On the Future of Our Educational Institutions



AN NYRB Classics Original

In 1869, at the age of twenty-four, the precociously brilliant Friedrich Nietzsche was appointed to a professorship of classical philology at the University of Basel. He seemed marked for a successful and conventional academic career. Then the philosophy of Schopenhauer and the music of Wagner transformed his ambitions. The genius of such thinkers and makers—the kind of genius that had emerged in ancient Greece—this alone was the touchstone for true understanding. But how was education to serve genius, especially in a modern society marked more and more by an unholy alliance between academic specialization, mass-market journalism, and the militarized state? Something more than sturdy scholarship was called for. A new way of teaching and questioning, a new philosophy . . .

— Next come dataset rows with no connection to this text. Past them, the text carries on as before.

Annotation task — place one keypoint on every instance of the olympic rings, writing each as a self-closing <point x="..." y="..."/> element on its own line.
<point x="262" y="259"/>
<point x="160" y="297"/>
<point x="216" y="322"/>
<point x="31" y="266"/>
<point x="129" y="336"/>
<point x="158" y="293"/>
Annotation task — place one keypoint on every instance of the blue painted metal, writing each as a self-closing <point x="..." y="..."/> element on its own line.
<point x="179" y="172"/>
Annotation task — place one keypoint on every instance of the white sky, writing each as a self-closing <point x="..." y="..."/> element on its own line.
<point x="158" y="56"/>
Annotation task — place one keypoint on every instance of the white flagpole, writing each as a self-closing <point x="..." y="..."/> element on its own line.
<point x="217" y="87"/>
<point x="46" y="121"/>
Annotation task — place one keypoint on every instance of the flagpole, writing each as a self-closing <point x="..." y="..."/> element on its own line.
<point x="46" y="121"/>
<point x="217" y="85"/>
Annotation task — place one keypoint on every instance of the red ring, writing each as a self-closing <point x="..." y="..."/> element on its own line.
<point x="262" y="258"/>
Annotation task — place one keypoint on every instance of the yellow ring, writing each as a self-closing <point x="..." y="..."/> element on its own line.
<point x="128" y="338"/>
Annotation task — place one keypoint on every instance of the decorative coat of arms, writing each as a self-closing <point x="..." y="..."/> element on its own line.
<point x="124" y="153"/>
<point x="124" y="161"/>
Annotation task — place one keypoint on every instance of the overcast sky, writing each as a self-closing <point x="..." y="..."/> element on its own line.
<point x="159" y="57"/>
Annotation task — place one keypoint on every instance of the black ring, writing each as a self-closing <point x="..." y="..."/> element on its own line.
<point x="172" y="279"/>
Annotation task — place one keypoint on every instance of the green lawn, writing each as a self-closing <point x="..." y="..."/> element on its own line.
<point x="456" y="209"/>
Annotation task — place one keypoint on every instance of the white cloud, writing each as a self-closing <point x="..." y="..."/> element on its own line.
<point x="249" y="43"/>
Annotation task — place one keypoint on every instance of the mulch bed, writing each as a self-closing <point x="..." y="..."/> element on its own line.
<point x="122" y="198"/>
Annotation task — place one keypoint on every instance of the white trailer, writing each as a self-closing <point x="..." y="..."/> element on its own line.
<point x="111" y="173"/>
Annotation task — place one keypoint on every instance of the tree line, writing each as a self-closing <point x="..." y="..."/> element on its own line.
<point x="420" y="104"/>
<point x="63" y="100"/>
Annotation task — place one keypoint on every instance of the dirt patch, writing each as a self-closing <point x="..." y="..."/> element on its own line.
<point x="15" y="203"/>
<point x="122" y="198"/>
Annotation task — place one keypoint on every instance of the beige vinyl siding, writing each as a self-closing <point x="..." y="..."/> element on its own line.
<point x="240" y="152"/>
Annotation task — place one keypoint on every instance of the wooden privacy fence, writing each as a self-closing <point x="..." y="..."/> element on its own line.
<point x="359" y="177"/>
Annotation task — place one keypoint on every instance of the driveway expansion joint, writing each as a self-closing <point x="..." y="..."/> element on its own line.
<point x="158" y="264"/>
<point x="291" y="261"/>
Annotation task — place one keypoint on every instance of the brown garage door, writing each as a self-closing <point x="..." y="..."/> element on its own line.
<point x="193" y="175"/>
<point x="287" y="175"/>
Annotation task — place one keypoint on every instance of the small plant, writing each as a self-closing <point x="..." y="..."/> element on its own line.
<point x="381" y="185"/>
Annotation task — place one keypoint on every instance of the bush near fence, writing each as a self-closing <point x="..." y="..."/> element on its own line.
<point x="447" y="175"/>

What that new way might be was the question Nietzsche broached in five vivid, popular public lectures in Basel in 1872. Anti-Education presents a provocative and timely reckoning with what remains one of the central challenges of the modern world. 

  • Published: 15 December 2015
  • ISBN: 9781590178942
  • Imprint: NY Review Books
  • Format: Trade Paperback
  • Pages: 160
  • RRP: $24.99

About the author

Friedrich Nietzsche

The philosopher Friedrich Nietzsche was born in Prussia in 1844. After the death of his father, a Lutheran minister, Nietzsche was raised from the age of five by his mother in a household of women. In 1869 he was appointed Professor of Classical Philology at the University of Basel, where he taught until 1879 when poor health forced him to retire. He never recovered from a nervous breakdown in 1889 and died eleven years later.

Known for saying that 'god is dead,' Nietzsche propounded his metaphysical construct of the superiority of the disciplined individual (superman) living in the present over traditional values derived from Christianity and its emphasis on heavenly rewards. His ideas were appropriated by the Fascists, who turned his theories into social realities that he had never intended.